Cette assemblée générale était la première depuis la nomination d’Ivan Espinosa à la tête de Nissan Motor en avril, en remplacement de Makoto Uchida. Cadre de longue date chez Nissan, Espinosa hérite d’une situation financière préoccupante : le titre a perdu environ 36% de sa valeur sur un an, les dividendes ont été suspendus et le groupe a essuyé une perte nette de 4,5 milliards de dollars lors du dernier exercice. Nissan prévoit par ailleurs une perte de 200 milliards de yens (1,38 milliard de dollars) au premier trimestre, sans avancer pour l’heure de prévisions annuelles.
Dans une tentative de redressement, Espinosa a dévoilé un plan drastique de réduction des coûts, prévoyant la fermeture de sept usines et la suppression de 20 000 postes, soit environ 15% des effectifs. Une orientation qui a suscité la colère de certains actionnaires. L’un d’eux a accusé le conseil d’administration de "faire porter la responsabilité sur les salariés de terrain" tout en conservant ses fonctions. D'autres ont critiqué la suppression du dividende, appelant à une réforme du conseil sous peine de voir s’éroder la confiance des investisseurs et des employés.
Plusieurs résolutions, dont certaines émanant d’actionnaires activistes, ont été rejetées lors du vote, bien que les résultats détaillés ne soient pas encore connus. Parmi les propositions refusées figure celle de Strategic Capital, un actionnaire basé à Tokyo, qui demandait à Nissan d’agir sur le cas de sa filiale cotée Nissan Shatai. Cette dernière, détenue à 50% par Nissan, assemble des véhicules pour le groupe. Strategic Capital, qui possède 3,5% de Nissan Shatai et une part minoritaire dans Nissan, plaidait pour une modification des statuts obligeant le constructeur à évaluer chaque année ses relations avec ses filiales cotées et à rendre compte des mesures envisagées.

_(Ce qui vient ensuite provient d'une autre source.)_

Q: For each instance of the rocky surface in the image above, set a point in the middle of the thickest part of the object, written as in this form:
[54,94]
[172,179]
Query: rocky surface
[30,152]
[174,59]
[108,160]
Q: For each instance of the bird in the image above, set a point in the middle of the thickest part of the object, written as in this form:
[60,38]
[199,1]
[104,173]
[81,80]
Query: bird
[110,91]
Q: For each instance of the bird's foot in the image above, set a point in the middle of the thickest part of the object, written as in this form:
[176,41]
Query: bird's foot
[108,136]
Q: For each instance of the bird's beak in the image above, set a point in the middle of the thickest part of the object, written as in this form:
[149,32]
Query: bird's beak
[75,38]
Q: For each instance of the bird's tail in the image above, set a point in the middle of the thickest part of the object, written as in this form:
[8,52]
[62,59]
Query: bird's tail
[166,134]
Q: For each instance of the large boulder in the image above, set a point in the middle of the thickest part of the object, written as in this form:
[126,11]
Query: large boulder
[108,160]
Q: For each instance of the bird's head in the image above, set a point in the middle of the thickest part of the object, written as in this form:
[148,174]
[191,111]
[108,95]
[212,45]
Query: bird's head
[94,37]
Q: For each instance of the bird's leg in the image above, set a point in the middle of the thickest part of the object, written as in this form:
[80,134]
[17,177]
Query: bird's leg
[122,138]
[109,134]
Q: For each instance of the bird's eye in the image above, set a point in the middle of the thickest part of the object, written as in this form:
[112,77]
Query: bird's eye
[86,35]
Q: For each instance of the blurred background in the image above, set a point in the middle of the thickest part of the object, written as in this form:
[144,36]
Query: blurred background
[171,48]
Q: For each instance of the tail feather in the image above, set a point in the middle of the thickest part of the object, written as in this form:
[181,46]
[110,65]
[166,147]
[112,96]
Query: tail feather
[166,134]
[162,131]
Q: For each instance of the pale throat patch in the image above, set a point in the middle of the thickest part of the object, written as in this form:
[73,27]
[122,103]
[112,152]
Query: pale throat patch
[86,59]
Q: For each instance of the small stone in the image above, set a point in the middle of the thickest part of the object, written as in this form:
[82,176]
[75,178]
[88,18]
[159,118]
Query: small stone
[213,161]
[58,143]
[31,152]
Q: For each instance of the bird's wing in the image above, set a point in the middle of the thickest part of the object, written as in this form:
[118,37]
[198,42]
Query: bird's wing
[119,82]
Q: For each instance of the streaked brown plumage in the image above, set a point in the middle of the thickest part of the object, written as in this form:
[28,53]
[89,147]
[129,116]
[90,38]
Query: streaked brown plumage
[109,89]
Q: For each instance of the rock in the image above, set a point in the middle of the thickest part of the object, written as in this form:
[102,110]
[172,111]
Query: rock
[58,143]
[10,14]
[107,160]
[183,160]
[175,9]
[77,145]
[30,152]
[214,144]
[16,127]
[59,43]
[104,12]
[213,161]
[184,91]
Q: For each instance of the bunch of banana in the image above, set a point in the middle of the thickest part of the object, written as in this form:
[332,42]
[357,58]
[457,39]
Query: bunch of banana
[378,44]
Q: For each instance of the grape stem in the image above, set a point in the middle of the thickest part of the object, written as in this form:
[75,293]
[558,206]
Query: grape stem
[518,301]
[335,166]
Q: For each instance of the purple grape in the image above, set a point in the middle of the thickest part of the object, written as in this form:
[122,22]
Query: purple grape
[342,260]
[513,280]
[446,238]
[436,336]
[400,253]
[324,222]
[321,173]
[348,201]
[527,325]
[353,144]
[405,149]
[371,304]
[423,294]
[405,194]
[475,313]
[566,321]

Le conseil d’administration de Nissan s’est opposé à cette proposition, arguant qu’une telle modification compromettrait sa capacité d’adaptation. Cette position intervient alors que la Bourse de Tokyo et les régulateurs exercent une pression croissante sur les entreprises nippones pour mettre fin aux structures dites de "cotations parent-enfant", jugées préjudiciables aux actionnaires minoritaires et à la gouvernance.
Le cas de Nissan s’inscrit dans un contexte plus large de réformes au sein de l’industrie japonaise. Toyota a récemment annoncé une opération complexe de 33 milliards de dollars pour racheter entièrement sa filiale cotée Toyota Industries. "Toyota a agi parce qu’elle a senti la pression des actionnaires et qu’elle a estimé nécessaire de changer", a déclaré Tsuyoshi Maruki, directeur général de Strategic Capital, dans un entretien accordé la veille. Il espère que Nissan adoptera une posture similaire.